Mike and I were recently asked to join some friends for a Dim Sum lunch. Since I have never had dim sum before, I decided to research it so we would have a idea of what to expect and what to order.

Dim sum is a type of Chinese food that is served in small portions, typically during brunch. It includes a variety of dishes, both savory and sweet, such as dumplings, buns, wraps, and noodles. Dim Sum can be made with a variety of different ingredients such as shrimp, chicken, pork, vegetables, and seafood.

Dim sum is often considered a more leisurely dining experience than traditional Chinese cuisine and provides an opportunity to try several different dishes.

A Brief History

The name dim sum literally means “to touch the heart.” Dim sum cuisine originated in the Guangdong region of southern China before spreading to Hong Kong. The culture of eating dim sum began in tearooms in the latter half of the 19th century after opium dens were banned throughout China.

But where did this delicious tradition come from? Dim sum has a brief but interesting history. Originally, silk road travelers and traders would take breaks in tea houses for a light meal of dim sum. As they continued to travel, the tradition spread and gained popularity throughout the region. Dim sum eventually found its way to Hong Kong, where it became an iconic part of the local cuisine. And the rest, as they say, is history!

What you should know before trying dim sum for the first time.

Dim sum can be a confusing experience for those not used to dim sum items. Pay attention to what other tables are ordering and pick the same items from your carts as they do.

Cart attendants will also voluntarily showcase their items to diners and it’s perfectly polite to point and order.

Remember, most dim sum dishes are quite small. They usually feature 3-4 dumplings per order.

Dim sum is a communal meal, so it’s perfectly acceptable to order items for the table. As a general rule, order 1-2 steamers per person.

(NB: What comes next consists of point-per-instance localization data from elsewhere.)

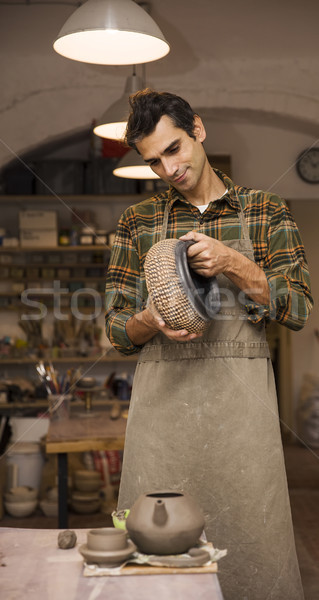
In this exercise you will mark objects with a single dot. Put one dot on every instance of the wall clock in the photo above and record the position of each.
(308, 165)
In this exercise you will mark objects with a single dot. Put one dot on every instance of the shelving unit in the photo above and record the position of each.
(79, 273)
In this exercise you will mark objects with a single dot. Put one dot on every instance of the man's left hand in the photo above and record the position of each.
(208, 256)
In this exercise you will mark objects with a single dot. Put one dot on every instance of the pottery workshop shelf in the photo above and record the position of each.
(80, 433)
(57, 573)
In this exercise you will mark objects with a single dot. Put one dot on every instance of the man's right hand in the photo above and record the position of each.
(144, 325)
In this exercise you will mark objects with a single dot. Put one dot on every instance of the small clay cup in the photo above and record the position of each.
(107, 539)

In short, dim sum is a traditional Cantonese cuisine that is typically served as a snack or course, rather than as an entrée. This means that it is not meant to be a full meal, but something to tide you over before your next meal.

Etiquette and Ordering

  1. Pick a tea to drink first.
  2. Take the lid off the teapot if you need water and wait for your server.
  3. Order your meal from a pushcart at a traditional dim sum restaurant.
  4. Use check-list menus like menu cards instead of waving an arm in the air to order your food.

What to Order

The following are popular dim sum dishes:

  1. Har gow—shrimp dumpling (steamed)
  2. Siu mai—pork dumpling (steamed)
  3. Cha siu bao—BBQ pork bun (steamed)
  4. Taro dumpling—(fried)
  5. Xiao long bao—soup dumpling (steamed or fried)
  6. Shrimp rice noodle roll—(cheung fun)
  7. Pork and vegetable dumpling—(soup dumplings) (fried)
  8. Chow fun—rice noodles with beef/chicken/pork
  9. Dumpling soup—a clear broth with dumplings (steamed)
  10. Wonton noodle soup—(with or without wontons)

Shrimp dumpling (har gow, xia jiao) — One of the most popular dishes at dim sum, these are chunks of shrimp encased in a thin translucent dumpling wrapper and served in a bamboo steamer.

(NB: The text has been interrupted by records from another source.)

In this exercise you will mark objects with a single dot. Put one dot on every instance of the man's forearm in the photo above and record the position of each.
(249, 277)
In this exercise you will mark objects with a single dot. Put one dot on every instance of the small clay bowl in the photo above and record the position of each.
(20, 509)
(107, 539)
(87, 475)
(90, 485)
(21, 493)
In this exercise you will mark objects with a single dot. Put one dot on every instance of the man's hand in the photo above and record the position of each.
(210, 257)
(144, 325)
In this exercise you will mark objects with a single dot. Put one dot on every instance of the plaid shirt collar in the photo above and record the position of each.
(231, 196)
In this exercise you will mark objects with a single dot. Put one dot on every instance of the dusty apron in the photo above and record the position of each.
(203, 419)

Shumai (siu mai, shao mai) — These are thin, round wrappers in a cup shape and hold a filling — usually of pork, shrimp, or a combination of the two; and often a small amount of vegetables like bamboo shots, black mushrooms, and water chestnuts.

BBQ pork buns (charsiu bao, chashao bao) — These are fluffy, bready white buns stuffed with sticky and sweet barbecue seasoned pork and served in a bamboo steamer.

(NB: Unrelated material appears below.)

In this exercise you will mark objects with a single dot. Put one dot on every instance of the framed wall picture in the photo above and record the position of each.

Char siu bau – are usually eaten with a sweet and tangy sauce called hoisin.

Chewy, rice flour noodles topped with a variety of ingredients including roast duck, pork belly and shrimp.

Chicken feet – (tau zi fung zao, chizhi feng zhao) – These are whole, deep-fried and braised chicken feet that have been cooked in a rich black bean sauce until tender.

Egg tart – (dan tat, dan ta) – These tarts have a flaky pastry and sweet, rich custard filling that originate from Macau.

Rice noodle rolls – (cheong fun, changfen) – These are large, thin, usually handmade steamed rice noodles rolled around a tender shrimp or meat center or a crispy fried dough filling.

Bun cha gio — Vietnamese stir-fried pork and vegetables in a savory soy sauce broth served on a soft bun with lettuce and cilantro leaves.

Final Thoughts

Today, dim sum is enjoyed by people all over the world. It’s a popular meal to enjoy with friends and family, and it’s often served as part of a larger brunch or dinner.

Happy Trails,

SIG DoraKSaparow 1

P.S. We will be trying Dim Sum at a local restaurant in 3 days. Now that I have a general idea what it’s about, I am looking forward to it. Afterwards, I’ll add my thoughts about how it goes to this post.